GUGATAN PEMBATALAN MEREK TERKAIT ADANYA PERSAMAAN DENGAN MEREK LAIN
Author : Alfredo Joshua Bernando, Co-Author : Robby Malaheksa & Shafa Atthiyyah Raihana
Merek adalah tanda yang dikenakan oleh pengusaha (pabrik, produsen, dan sebagainya) pada barang yang dihasilkan sebagai tanda pengenal, cap (tanda) yang menjadi pengenal untuk menyatakan nama dan sebagainya. [1] Dalam segi perlindungannya, merek merupakan salah satu bagian dari hak kekayaan intelektual yang diakui di Indonesia dalam lingkup Hak Milik Perindustrian.[2] Perlindungan hukum terhadap hak merek di Indonesia diatur secara resmi di Indonesia dalam Undang-Undang Nomor 20 Tahun 2016 tentang Merek dan Indikasi Geografis. Pada pengertian dari merek dijelaskan Pasal 1 angka 1 Undang-undang No 20 Tahun 2016 tentang Merek dan Indikasi Geografis adalah :
“Pasal 1
- Merek adalah tanda yang dapat ditampilkan secara grafis berupa gambar, logo, nama, kata, huruf, angka, susunan warna, dalam bentuk 2 (dua) dimensi dan/atau 3 (tiga) dimensi, suara, hologram, atau kombinasi 2 (dua) atau lebih unsur tersebut untuk membedakan barang dan/atau jasa yang diproduksi oleh orang atau badan hukum dalam kegiatan perdagangan barang dan/atau jasa.” [3]

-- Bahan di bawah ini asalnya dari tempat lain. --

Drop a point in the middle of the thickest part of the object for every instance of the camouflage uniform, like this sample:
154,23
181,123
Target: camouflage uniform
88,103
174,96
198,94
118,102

Dengan adanya pengertian dan perlindungan hukum terkait dengan merek, sehingga dalam melakukan pendaftaran merek, proses pendaftarannya sendiri memiliki sistem yang termasuk dalam sistem konstitutif.[4] Sistem Konstitutif maksudnya bahwa hak atas merek diperoleh karena proses pendaftaran, yaitu pendaftaran merek pertama yang mendapat atau berhak atas merek. Pemohon pertama yang mengajukan pendaftaran dengan itikad baik adalah pihak yang berhak atas merek.[5]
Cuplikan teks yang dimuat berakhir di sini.